Print MSE and R2 computed on the training data. Use the prediction and MSE loss computation functions you wrote above and the r2_score function.


In [None]:
from sklearn.metrics import r2_score


# START OF YOUR CODE

# Replace the 0s below appropriately
print("MSE = %f"%(0)) 
print("R2 = %f"%(0))

# END OF YOUR CODE

### <mark>6. Evaluate the model on the test data</mark>

Print MSE and R2 computed the on test data. Use the prediction and MSE loss computation functions you wrote above and the r2_score function. Also, plot the datapoints of the test set and the linear function on top of them.

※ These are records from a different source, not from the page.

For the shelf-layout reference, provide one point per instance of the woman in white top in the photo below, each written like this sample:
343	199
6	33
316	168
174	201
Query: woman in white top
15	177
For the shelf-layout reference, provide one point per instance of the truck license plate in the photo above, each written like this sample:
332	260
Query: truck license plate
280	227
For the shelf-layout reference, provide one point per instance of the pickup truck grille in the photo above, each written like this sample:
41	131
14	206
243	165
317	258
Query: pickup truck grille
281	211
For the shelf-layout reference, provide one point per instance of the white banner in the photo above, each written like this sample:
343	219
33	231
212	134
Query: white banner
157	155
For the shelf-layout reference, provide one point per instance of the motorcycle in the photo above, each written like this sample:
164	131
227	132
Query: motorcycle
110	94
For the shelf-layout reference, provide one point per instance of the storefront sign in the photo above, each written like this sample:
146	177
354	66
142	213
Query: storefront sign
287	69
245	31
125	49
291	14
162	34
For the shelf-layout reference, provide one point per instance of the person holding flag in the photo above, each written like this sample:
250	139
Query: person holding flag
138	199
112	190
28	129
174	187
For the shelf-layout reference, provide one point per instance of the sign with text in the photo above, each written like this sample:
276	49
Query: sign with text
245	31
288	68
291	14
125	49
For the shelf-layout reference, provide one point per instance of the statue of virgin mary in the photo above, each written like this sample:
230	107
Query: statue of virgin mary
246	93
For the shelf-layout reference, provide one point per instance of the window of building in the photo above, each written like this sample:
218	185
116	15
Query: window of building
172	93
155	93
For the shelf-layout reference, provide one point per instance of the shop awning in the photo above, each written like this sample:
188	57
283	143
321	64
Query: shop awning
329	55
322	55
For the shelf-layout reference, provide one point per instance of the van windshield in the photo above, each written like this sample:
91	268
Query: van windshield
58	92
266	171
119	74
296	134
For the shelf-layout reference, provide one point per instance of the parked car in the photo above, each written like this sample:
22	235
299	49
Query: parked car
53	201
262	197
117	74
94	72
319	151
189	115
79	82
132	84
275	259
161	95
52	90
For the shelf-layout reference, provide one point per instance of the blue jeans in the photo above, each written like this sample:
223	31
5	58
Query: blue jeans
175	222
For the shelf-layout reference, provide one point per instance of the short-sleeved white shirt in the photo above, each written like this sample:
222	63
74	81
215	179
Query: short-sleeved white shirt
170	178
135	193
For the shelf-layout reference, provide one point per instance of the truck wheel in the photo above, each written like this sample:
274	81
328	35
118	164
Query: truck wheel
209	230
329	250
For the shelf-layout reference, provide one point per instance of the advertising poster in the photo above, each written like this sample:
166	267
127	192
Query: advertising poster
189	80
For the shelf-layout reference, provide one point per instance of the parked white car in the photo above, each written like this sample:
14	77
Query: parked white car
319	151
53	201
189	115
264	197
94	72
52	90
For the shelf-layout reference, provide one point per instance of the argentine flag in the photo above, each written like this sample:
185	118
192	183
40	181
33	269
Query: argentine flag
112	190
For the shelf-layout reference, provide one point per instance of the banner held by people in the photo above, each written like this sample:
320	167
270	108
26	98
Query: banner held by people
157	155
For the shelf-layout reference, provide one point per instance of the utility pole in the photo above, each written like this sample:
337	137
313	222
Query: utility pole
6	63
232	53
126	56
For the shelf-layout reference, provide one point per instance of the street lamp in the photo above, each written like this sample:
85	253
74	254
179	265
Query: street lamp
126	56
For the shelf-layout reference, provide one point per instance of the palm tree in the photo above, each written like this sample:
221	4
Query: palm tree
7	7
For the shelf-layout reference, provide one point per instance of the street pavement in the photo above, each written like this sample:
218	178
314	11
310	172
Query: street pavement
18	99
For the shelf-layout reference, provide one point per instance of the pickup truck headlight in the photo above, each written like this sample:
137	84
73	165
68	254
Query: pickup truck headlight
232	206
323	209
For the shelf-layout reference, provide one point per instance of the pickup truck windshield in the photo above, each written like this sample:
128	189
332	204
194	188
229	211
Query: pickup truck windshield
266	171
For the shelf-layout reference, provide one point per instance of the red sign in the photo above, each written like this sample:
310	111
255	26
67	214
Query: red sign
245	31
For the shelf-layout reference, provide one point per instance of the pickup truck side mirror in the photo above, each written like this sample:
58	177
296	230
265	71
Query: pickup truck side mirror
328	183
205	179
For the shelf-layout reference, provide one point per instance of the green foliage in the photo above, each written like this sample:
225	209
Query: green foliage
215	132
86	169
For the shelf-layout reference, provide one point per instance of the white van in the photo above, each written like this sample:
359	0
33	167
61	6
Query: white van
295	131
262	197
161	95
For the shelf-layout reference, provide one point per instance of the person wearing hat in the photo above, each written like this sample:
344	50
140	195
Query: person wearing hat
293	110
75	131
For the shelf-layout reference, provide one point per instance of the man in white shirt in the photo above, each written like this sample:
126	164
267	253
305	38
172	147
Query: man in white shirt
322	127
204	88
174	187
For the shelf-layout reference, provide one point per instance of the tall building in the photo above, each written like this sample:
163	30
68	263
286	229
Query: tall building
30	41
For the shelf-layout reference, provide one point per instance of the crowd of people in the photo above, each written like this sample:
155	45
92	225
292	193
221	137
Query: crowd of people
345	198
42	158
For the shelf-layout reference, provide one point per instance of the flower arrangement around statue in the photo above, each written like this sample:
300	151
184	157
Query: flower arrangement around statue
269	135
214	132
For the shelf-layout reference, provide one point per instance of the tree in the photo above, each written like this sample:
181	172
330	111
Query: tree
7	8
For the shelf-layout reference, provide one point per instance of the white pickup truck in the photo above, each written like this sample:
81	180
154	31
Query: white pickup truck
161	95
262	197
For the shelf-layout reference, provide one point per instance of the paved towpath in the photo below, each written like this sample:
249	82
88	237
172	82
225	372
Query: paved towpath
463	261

Compare these metrics on the training and testing sets.

In [None]:
# START OF YOUR CODE


# Replace the 0s below appropriately
print("MSE = %f" %(0))
print("R2 = %f"%(0))


# END OF YOUR CODE

## 7. <mark>Testing cases with $d>1$</mark>

Now, let us consider input data that consists of multiple features.
Your code for computing the weights and making the prediction should work for $d>1$ too.

In [None]:
# Features: CRIM ZN INDUS CHAS NOX RM AGE DIS RAD TAX PTRATIO B LSTAT

# Choose two or more features and write the code to build matrix X and target vector y
# For instance, try 'RM' and 'LSTAT'

# START OF YOUR CODE

# END OF YOUR CODE

print("X shape: ", X.shape)
print("y shape: ", y.shape)

In [None]:
# Write the code to perform the linear regression on the new dataset built in the above cell.
# This time there is no need to split the data into training and testing.

# The weight computation and prediction funcstions written above should work without mofdification
# Print the estimated weight vector, the MSE loss and the coefficient of determination R2
    
# START OF YOUR CODE

# Replace the 0s below appropriately
print("Estimated w =\n", 0)
print("MSE = %f" %(0))
print("R2 = %f"%(0)

# END OF YOUR CODE

## Optional extra
You may add new cells below to show other results/things you think are interesting to report.